Ответ созрел мгновенно:

— Четыре с половиной кило!

— Да ты совсем тупой, — радостно отметил Кадет. — Один кирпич как весил три кило, так и весит… Но это еще семечки. Будут вопросы и посложнее. Допустим, с каким счетом 17 марта 1978 года закончился во Вьетнаме волейбольный матч между первой и второй авиационными эскадрильями триста сорок восьмого полка американской армии? Ну! Быстро!

— Три-два в пользу первой! — наобум врезал я.

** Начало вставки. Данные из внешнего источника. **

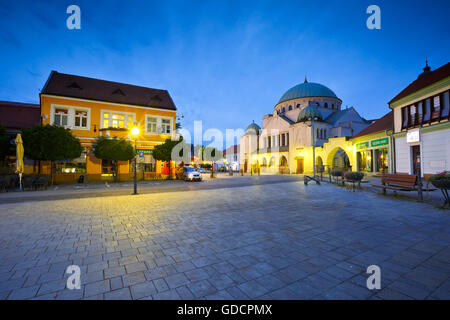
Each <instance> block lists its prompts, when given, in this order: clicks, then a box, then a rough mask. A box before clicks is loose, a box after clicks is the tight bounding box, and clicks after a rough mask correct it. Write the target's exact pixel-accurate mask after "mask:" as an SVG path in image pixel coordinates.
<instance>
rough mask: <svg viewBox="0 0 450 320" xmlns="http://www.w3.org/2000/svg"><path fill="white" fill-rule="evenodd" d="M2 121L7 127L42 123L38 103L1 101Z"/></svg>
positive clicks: (1, 121)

— Ты явно не созрел для службы в ГШ, — печально подвел итог предварительного экзамена Кадет. — Во-первых, такого полка нет в природе. А во-вторых, в 1978 году вьетнамской войны уже не было… Но ты держись, может, и прорвешься…

Я искренне поверил в этот розыгрыш, и потому после разговора с Кадетом высокая торжественность моего настроения была сильно испорчена сознанием профессиональной неполноценности.

Но пути назад уже не было…

Прапорщик-контролер с видом надменного и строгого сыщика пролистал мое офицерское удостоверение личности, осмотрел разовый пропуск и огрызком карандаша сделал отметку в постовой ведомости.

Дальше был огромный холл с квадратными люстрами и двумя большими, в человеческий рост, зеркалами: в них перед заступлением на пост прапорщики и солдаты внимательно осматривали внешний вид своих абсолютных двойников.

Стены холла были облицованы плитами из сероватого полированного гранита (когда позже меня назначат на высокую должность старшего в команде полковников для похорон ответственного сотрудника заповедника Минобороны «Завидово», поставлявшего «дежурных кабанов» для охоты Брежнева, в траурном зале Центральной клинической больницы я увижу такие же плиты из серого полированного гранита, и память об этом сходстве посылала мне мрачные сигналы, холодя душу многие годы каждый раз, когда приходилось топать по холлу).

Два лифта постоянно заглатывали или выплевывали генералов и полковников вперемешку с людьми в гражданском, чьи лица источали многозначительность.

Под голыми вешалками двух раздевалок восседали две сосредоточенные старушки. Одна уткнулась в газету, другая — в клубок с вязальными спицами. С тех пор эту картину я буду наблюдать более десяти лет. Старушки числились гардеробщицами, но, наверное, только раз в году в гардеробе все вешалки занимались шинелями или плащами с генеральскими и адмиральскими погонами — в дни совещаний высшего руководящего состава.

Когда же и в Генштаб проникнет стихия коммерции, у старушенций начнется интересный бизнес — они станут приторговывать газетами, среди которых некоторое время особой популярностью будут пользоваться порнушные «Спид-Инфо» и «Еще!».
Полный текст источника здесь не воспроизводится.